Looking ahead, Pulavarti highlighted three forces shaping the global investment landscape:
- Demographics – an ageing population and shrinking workforces across much of the developed world.
- Technology – the sweeping revolution in AI, quantum computing, robotics, and genomics.
- Geopolitics – the realignment of economic power centres, from the US and Europe to Asia.
The prescription, he said, is disciplined diversification, empowered teams, and conviction in long-term bets — the essential ingredients of resilience in an era of constant transformation.
The challenge, he stressed, is to stay patient, think globally, and underwrite risk even when the path feels uncertain.
Pulavarti’s framework, patient capital, creator cultivation, and multi-year timelines align with the mission of firms that back early-stage tech and deep tech with long horizons.
The key advice is steady and modest: prepare for volatility, hire and empower creators, and commit capital with patience. India’s ascent will be nonlinear and iterative, but talent, capital, and an evolving ecosystem are assembling the conditions for sustained progress. Investors, founders, and policymakers must create environments that reward long bets, cultivate creators, and keep capital flowing to teams with global ambition.

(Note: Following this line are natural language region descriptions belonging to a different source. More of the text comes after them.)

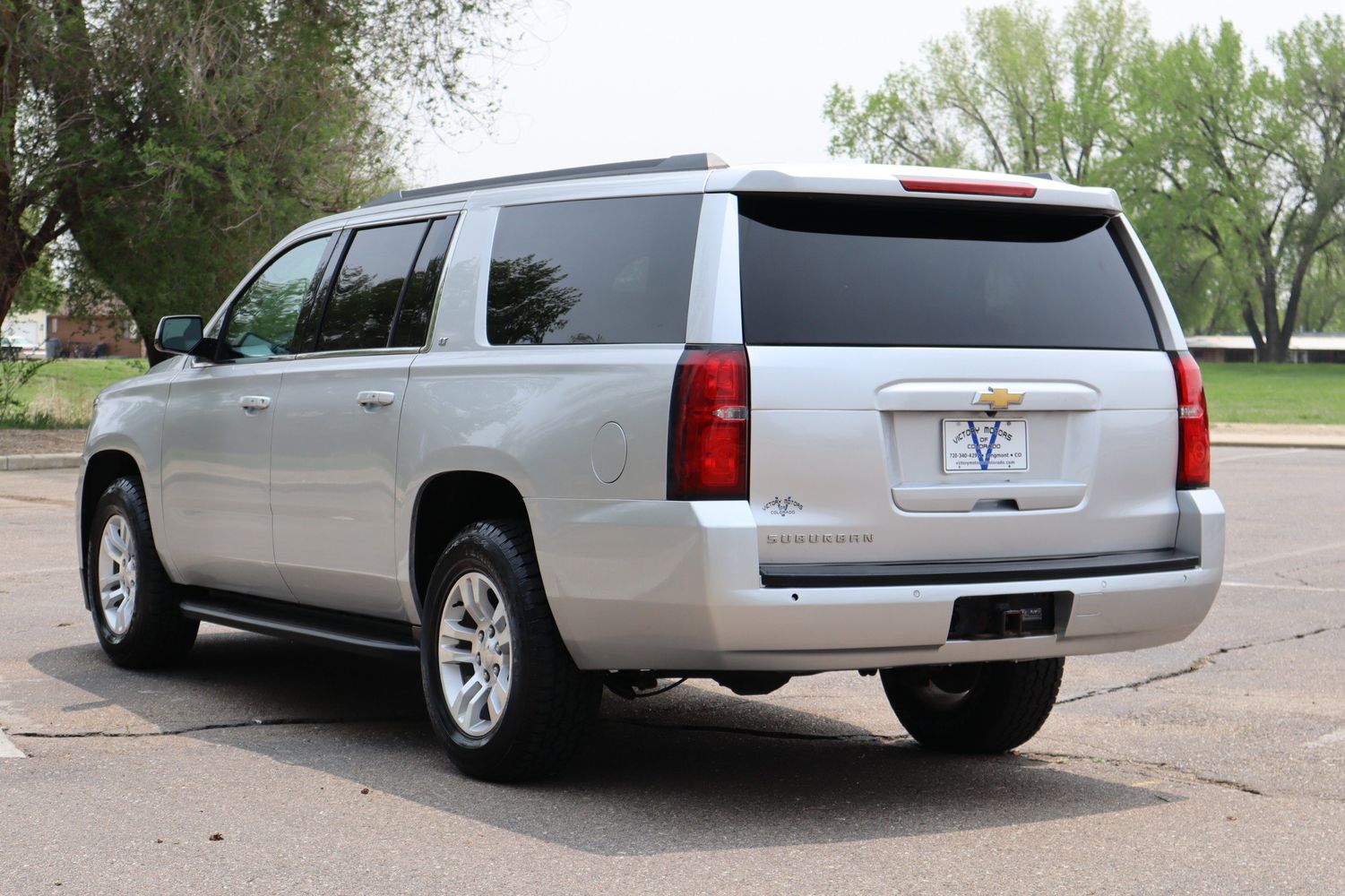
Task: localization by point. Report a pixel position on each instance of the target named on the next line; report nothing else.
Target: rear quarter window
(819, 272)
(596, 271)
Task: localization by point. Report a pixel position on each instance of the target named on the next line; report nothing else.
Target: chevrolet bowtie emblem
(998, 399)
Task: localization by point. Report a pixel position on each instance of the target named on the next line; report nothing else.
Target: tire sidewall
(474, 550)
(113, 502)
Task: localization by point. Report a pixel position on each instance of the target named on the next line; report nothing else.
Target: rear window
(615, 271)
(854, 273)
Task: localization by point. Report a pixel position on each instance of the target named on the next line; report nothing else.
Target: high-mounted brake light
(708, 426)
(1192, 424)
(970, 187)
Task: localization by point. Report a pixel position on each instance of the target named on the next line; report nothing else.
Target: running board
(328, 627)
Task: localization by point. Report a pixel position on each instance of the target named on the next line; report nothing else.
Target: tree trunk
(11, 275)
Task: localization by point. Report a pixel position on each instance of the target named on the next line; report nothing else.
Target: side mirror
(179, 334)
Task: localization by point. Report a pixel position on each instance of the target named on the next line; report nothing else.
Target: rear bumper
(677, 585)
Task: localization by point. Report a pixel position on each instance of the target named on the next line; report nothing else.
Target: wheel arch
(444, 504)
(101, 470)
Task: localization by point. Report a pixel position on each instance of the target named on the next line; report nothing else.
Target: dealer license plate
(985, 445)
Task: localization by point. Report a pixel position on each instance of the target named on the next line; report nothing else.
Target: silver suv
(674, 418)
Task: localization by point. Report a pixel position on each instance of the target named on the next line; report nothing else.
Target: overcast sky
(614, 80)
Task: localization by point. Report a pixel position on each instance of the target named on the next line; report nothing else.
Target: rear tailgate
(951, 381)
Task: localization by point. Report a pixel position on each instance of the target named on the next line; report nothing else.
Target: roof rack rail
(692, 161)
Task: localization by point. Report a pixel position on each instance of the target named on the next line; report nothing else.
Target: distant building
(66, 335)
(1304, 348)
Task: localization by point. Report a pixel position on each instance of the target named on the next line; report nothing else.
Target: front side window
(369, 286)
(265, 316)
(615, 271)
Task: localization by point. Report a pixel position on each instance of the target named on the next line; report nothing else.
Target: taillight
(969, 187)
(1192, 424)
(708, 426)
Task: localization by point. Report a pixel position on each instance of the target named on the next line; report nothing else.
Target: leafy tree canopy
(177, 140)
(1234, 169)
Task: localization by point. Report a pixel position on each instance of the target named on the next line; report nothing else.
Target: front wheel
(134, 604)
(974, 708)
(504, 694)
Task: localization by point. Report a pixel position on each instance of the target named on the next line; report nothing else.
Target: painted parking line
(8, 750)
(1274, 587)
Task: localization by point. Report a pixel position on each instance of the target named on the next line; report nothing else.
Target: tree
(1014, 93)
(179, 139)
(1234, 174)
(1248, 161)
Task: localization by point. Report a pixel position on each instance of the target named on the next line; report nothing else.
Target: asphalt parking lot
(1213, 766)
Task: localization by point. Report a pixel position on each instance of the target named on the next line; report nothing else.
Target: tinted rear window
(849, 273)
(614, 271)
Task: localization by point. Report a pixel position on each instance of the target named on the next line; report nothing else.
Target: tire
(142, 625)
(509, 704)
(974, 708)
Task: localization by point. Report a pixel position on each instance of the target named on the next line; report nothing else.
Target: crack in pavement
(1177, 772)
(760, 732)
(1200, 662)
(191, 729)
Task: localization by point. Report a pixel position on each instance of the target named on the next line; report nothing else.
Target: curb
(39, 461)
(1229, 440)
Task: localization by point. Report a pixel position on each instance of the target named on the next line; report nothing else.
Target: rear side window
(412, 323)
(850, 273)
(369, 286)
(615, 271)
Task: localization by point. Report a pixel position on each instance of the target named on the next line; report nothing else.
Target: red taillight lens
(708, 426)
(970, 187)
(1192, 424)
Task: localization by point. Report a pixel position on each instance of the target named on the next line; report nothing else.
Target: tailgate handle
(953, 498)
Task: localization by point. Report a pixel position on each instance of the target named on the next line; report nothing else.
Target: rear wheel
(134, 604)
(504, 694)
(974, 708)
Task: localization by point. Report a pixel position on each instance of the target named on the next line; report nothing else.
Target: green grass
(61, 396)
(1275, 393)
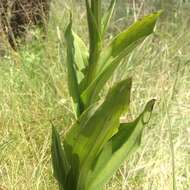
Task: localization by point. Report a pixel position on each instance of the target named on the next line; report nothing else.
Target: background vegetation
(33, 92)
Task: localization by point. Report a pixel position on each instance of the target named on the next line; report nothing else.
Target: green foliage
(98, 143)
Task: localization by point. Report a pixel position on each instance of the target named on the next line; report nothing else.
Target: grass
(33, 93)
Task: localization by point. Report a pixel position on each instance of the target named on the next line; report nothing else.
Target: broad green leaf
(73, 82)
(81, 56)
(118, 149)
(101, 126)
(61, 166)
(140, 29)
(94, 25)
(110, 57)
(90, 95)
(107, 17)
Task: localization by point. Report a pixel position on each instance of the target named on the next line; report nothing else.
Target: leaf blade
(118, 149)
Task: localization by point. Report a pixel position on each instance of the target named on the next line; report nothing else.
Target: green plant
(98, 143)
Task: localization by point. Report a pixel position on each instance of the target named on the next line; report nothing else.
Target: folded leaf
(61, 166)
(81, 56)
(140, 29)
(90, 95)
(110, 57)
(94, 25)
(107, 16)
(118, 149)
(73, 82)
(102, 125)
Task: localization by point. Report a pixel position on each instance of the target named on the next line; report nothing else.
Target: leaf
(140, 29)
(73, 82)
(89, 138)
(81, 56)
(94, 26)
(118, 149)
(61, 166)
(109, 59)
(90, 95)
(107, 17)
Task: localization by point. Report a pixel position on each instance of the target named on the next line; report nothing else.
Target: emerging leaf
(61, 166)
(99, 128)
(72, 64)
(118, 149)
(111, 56)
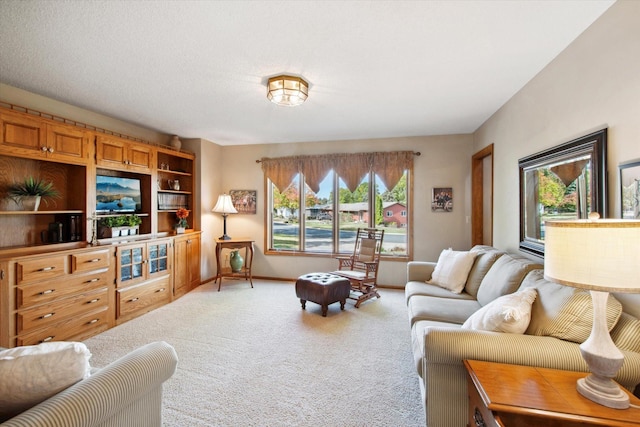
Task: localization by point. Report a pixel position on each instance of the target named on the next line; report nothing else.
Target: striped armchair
(127, 392)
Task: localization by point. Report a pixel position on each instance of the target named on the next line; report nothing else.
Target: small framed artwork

At 3one4 Capital, we share this conviction. Our work with founders is built for the eight-to-nine-year journeys that category-defining companies require. By pairing patient capital with deep operational support, we aim to transform India’s emerging creators into globally relevant businesses, playing the same infinite game Pulavarti champions.
Pulavarti closed with a message for India’s entrepreneurs and investors: “We need more creators. The future belongs to those who build.”